CareSource, Ohio’s largest Medicaid managed-care provider, is likely to benefit from changes in the budget, including authorization to coordinate the care of even more Medicaid enrollees. 

In July 2012, for example, CareSource and other managed-care providers will have a hand in coordinating care for 37,000 children enrolled in Medicaid’s aged, blind or disabled program. And there may be future opportunity to care for “dual-eligibles,” or Medicaid members who are also eligible for Medicare. 

This October, the prescription drug benefit will be reintegrated into managed care. “That’s a big benefit for our members,” said Janet Grant, CareSource’s executive vice president for external affairs. 

CareSource wasn’t left unscathed by the state’s austerity. It will no longer receive pay-for-performance funds up front, and it will take a 1 percent administrative rate cut. But Grant said CareSource will not cut jobs. With $2.4 billion in annual revenues, the Dayton-based nonprofit employs 1,009 people, including 845 at its Dayton headquarters. It coordinates care for more than 842,000 Medicaid enrollees in Ohio, an all-time high. 

The Children’s Medical Center of Dayton, more than half of whose patients rely on Medicaid for their care, took far less of a hit from the approved budget than it would have under the one first proposed by Kasich. 
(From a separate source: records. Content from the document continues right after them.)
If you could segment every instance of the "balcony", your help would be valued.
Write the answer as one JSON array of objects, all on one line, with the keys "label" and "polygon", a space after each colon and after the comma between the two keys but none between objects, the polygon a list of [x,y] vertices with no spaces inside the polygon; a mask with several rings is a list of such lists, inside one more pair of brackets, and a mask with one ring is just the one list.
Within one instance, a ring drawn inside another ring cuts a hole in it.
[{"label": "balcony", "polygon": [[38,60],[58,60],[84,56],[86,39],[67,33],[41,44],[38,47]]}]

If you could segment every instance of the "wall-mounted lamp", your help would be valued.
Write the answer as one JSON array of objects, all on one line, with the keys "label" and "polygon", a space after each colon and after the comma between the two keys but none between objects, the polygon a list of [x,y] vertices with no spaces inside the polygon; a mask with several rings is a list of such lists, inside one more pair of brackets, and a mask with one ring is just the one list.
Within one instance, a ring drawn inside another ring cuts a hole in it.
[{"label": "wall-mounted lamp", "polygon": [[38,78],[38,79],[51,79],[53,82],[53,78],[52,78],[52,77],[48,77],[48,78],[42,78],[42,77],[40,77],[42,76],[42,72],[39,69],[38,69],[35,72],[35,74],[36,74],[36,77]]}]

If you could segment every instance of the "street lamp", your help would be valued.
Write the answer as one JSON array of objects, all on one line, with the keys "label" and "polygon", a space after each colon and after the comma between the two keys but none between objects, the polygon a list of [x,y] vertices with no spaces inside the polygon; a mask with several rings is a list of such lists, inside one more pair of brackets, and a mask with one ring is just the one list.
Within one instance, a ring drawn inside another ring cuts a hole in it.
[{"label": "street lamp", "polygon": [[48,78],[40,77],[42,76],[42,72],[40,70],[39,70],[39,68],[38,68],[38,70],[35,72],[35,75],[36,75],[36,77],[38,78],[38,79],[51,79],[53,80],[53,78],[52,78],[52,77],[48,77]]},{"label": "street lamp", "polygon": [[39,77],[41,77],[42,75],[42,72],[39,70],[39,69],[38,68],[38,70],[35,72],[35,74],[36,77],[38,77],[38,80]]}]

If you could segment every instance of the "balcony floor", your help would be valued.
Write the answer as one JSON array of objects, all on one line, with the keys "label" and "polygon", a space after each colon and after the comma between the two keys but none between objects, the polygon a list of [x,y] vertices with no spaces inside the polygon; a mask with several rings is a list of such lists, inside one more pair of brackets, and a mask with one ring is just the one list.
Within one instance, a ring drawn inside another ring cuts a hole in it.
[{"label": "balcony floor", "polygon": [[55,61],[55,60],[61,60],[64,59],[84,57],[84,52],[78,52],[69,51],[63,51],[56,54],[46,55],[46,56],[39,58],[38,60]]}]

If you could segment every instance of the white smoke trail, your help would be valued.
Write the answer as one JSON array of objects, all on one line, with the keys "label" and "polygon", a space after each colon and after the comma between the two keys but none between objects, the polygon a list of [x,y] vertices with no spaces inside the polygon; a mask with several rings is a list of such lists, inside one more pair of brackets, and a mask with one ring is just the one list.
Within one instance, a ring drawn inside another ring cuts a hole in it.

Kasich’s proposal would have cut Medicaid funding by 7 percent, but the version he signed into law Thursday will mean less than a 2 percent cut in Dayton Children’s Medicaid funding, according to Vicki Giambrone, Dayton Children’s vice president for marketing and external relations. 

Giambrone noted that Medicaid reimbursement already fell more than 20 percent short of Dayton Children’s costs of caring for Medicaid enrollees. 

The original budget proposal also would have eliminated the Children’s Hospital Supplemental Payment program. That funding — $6 million in annual state funding that’s used to secure $12.5 million more in matching federal dollars — was restored by the state legislature. That means Dayton Children’s will continue to receive $1.9 million annually. 

During the new two-year budget cycle, Dayton Children’s and other local hospitals will continue to be subject to franchise fees, money used as a match to secure federal Medicaid dollars. Those fees will be increased, but the hospitals’ net losses should be less than they were during the previous two-year budget period, said Bryan Bucklew, president and chief executive of the Greater Dayton Area Hospital Association. 

Two years ago, when a decision was made to close the Twin Valley state mental hospital in Dayton, the budget process was more about meeting a specific budget number, Bucklew said. 

“With this, we’re in worse fiscal shape (as a state), but the budget was driven more by public policy,” Bucklew said.